This consists of a fine colorless, almost imperceptible eruption under the cuticle, itching excessively, particularly when warm in bed. It may be occasioned by the abuse of fatty food, extremes of heat and cold, and also be developed in connection with other diseases, when it must be treated accordingly.

* See Sulphur-bath in the Index.

Treatment

Bathing the parts with Alcohol, diluted one-half, will often produce decided relief.

Sulphur may be given, if the itching is severe or worse in the evening, or in bed.

Dose - A powder, or three globules, morning and night.

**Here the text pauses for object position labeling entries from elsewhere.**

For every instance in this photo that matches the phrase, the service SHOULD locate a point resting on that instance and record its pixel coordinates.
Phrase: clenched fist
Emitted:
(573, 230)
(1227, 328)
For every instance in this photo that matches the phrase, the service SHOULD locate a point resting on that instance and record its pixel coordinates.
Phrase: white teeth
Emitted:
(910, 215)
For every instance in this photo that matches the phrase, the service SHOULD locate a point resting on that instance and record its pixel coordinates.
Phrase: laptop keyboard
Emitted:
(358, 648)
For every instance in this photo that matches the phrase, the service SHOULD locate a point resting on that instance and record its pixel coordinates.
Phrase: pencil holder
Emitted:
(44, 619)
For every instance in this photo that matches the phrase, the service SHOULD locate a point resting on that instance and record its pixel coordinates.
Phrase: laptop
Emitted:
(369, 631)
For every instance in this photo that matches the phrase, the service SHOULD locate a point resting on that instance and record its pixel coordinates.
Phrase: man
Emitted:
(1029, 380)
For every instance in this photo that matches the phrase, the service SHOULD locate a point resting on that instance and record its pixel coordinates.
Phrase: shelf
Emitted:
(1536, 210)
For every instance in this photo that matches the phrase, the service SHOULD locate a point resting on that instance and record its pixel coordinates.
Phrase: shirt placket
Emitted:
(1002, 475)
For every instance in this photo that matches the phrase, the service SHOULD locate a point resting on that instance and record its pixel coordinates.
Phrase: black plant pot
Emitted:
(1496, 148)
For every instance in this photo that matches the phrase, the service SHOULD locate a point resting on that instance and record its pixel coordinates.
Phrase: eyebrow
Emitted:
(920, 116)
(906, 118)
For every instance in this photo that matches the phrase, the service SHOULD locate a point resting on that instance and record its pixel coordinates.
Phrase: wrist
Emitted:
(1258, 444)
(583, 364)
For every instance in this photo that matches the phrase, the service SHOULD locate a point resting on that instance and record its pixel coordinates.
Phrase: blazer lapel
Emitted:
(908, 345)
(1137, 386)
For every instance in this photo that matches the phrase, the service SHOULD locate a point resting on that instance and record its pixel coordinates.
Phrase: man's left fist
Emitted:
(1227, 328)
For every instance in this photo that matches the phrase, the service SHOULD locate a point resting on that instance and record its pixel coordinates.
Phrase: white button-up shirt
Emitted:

Ignatia, where the eruption resembles flea-bites, and is relieved by scratching.

Dose

Two drops, or six globules, in a tumbler of water, a table-spoonful morning, noon, and night.

Pulsatilla-, when it comes on in bed, and is aggravated by scratching. Dose - Same as Ignatia.

Mercurius, where Pulsatilla seems to be indicated, and yet does not produce relief, and also where the parts bleed easily after scratching.

Dose

Same as Sulphur.

Rhus, where the itching is attended by a burning sensation. If after three or four doses no relief is obtained, it may be followed by Hepar-s. If the itching appear on undressing Nux may be alternated with Arsenic, one in the morning, the other at night.

Dose

Rhus, same as Ignatia. Hepar-s., Nux, Arsenic, same as Sulphur.

In Obstinate Cases Sulphur In Alternation With Carb. v., or Lycopodium, Graphites, Silicea may be indicated. In old persons Opium, will be serviceable, a dose every night.

If the eruption shows itself around the anus or private parts, Sulph., Nit.-ac., Sep., Calc, Dulc, or Thuj. may be required. See Materia Medica.